Uh-oh! “And that is remarkable . . . why?”
“No reason. Just an observation,” the sly woman told him. “Are you all related?”
“You could say that.”
“Brothers?”
He shook his head. “I have six brothers, but they are not here.”
She narrowed her eyes, studying them all. Thank the heavens, their fangs were all retracted or she would surely have something to say about that, too. He would have to be very careful around her. She was too observant by half.
“Aren’t you going to introduce us to your friends?” Marisa prodded, looking toward the other men.

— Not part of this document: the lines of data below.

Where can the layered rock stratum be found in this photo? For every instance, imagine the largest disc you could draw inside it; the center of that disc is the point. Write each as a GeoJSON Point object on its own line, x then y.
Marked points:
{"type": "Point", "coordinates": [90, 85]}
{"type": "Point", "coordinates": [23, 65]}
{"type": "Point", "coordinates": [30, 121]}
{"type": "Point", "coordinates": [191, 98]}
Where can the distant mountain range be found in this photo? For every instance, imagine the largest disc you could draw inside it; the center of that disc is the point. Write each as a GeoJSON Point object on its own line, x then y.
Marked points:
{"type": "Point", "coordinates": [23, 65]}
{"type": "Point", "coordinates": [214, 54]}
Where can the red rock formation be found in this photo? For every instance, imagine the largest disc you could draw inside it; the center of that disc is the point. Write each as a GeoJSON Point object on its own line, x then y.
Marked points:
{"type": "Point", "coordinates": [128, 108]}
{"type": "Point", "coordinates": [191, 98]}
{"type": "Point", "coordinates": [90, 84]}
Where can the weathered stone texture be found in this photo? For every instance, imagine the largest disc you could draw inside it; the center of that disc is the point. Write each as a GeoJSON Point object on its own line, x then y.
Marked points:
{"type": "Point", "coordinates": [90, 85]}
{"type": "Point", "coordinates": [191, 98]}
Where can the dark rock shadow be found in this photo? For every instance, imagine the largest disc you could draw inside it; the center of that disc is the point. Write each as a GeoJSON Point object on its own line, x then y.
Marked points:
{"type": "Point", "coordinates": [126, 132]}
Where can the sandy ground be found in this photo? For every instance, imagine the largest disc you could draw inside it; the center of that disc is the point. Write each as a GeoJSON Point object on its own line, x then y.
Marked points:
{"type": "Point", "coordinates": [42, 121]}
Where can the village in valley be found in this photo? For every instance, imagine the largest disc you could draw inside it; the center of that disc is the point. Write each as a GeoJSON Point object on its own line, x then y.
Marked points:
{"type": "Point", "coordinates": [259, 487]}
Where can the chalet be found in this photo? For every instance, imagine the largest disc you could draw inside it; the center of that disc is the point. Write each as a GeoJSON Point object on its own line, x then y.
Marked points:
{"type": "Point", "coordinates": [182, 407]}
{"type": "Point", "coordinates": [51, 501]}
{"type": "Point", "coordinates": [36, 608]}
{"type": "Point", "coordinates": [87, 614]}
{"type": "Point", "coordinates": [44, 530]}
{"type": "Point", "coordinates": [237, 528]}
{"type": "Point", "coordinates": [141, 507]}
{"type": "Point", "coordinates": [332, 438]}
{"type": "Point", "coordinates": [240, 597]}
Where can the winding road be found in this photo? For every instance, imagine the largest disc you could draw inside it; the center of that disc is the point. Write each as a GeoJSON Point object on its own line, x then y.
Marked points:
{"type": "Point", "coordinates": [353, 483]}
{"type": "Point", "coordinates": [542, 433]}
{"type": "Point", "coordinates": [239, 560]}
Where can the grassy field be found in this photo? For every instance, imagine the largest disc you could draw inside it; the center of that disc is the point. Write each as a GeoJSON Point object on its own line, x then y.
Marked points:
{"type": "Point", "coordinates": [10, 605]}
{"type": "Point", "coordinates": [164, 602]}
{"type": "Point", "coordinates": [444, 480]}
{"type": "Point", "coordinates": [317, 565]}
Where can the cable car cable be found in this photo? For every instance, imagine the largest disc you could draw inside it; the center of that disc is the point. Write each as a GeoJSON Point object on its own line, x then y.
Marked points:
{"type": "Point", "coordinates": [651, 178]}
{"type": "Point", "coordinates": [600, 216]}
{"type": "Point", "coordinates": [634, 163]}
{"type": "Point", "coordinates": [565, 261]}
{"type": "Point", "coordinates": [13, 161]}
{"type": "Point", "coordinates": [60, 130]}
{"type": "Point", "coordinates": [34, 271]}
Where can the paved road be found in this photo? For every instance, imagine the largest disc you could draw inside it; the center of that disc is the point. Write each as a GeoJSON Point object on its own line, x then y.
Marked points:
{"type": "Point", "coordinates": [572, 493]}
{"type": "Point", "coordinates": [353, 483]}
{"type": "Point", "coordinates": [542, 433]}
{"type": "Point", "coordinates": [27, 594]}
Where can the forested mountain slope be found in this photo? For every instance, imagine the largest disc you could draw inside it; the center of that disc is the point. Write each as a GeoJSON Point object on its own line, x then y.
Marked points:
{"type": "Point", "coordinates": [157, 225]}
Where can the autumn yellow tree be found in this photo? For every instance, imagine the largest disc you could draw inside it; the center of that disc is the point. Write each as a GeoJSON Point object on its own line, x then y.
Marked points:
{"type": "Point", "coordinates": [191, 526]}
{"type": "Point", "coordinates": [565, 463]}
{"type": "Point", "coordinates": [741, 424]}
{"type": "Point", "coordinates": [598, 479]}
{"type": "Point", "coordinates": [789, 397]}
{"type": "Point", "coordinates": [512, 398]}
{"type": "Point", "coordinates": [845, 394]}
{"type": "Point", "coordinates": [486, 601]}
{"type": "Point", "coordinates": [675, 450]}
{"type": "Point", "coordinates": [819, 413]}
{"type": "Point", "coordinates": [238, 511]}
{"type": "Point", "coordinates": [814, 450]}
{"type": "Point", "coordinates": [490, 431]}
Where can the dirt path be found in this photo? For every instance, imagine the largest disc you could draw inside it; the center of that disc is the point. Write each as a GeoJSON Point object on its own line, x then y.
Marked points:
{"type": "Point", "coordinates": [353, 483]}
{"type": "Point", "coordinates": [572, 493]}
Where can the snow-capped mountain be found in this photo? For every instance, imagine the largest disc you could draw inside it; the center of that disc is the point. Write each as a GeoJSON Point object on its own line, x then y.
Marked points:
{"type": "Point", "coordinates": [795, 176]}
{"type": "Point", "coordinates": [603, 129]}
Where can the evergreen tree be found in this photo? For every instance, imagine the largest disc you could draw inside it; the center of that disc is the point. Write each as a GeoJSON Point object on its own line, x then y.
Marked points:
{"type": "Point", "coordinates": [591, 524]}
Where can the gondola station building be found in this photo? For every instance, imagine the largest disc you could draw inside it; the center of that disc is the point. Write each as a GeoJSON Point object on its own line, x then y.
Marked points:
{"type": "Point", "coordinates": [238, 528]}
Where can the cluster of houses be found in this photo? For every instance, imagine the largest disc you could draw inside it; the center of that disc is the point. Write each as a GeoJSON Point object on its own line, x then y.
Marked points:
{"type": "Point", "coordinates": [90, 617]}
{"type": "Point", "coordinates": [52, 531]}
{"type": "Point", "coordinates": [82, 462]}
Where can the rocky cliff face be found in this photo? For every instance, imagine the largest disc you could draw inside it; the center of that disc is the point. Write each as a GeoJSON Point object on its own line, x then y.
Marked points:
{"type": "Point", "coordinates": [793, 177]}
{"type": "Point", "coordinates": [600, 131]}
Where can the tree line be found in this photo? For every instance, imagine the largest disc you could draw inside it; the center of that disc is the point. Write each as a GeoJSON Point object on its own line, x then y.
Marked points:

“If I have to,” he muttered under his breath.
“This short-haired young man is Karl Mortensen.” Karl hated when he called him a young man. Tit for tat in Sigurd’s increasingly immature personality. “Karl was a soldier in Vietnam. He will be my medical assistant at this conference.”
“Hi, Karl.” Tiffany gave Karl a little wave, which caused him to blush right up to his scalp exposed by the short haircut.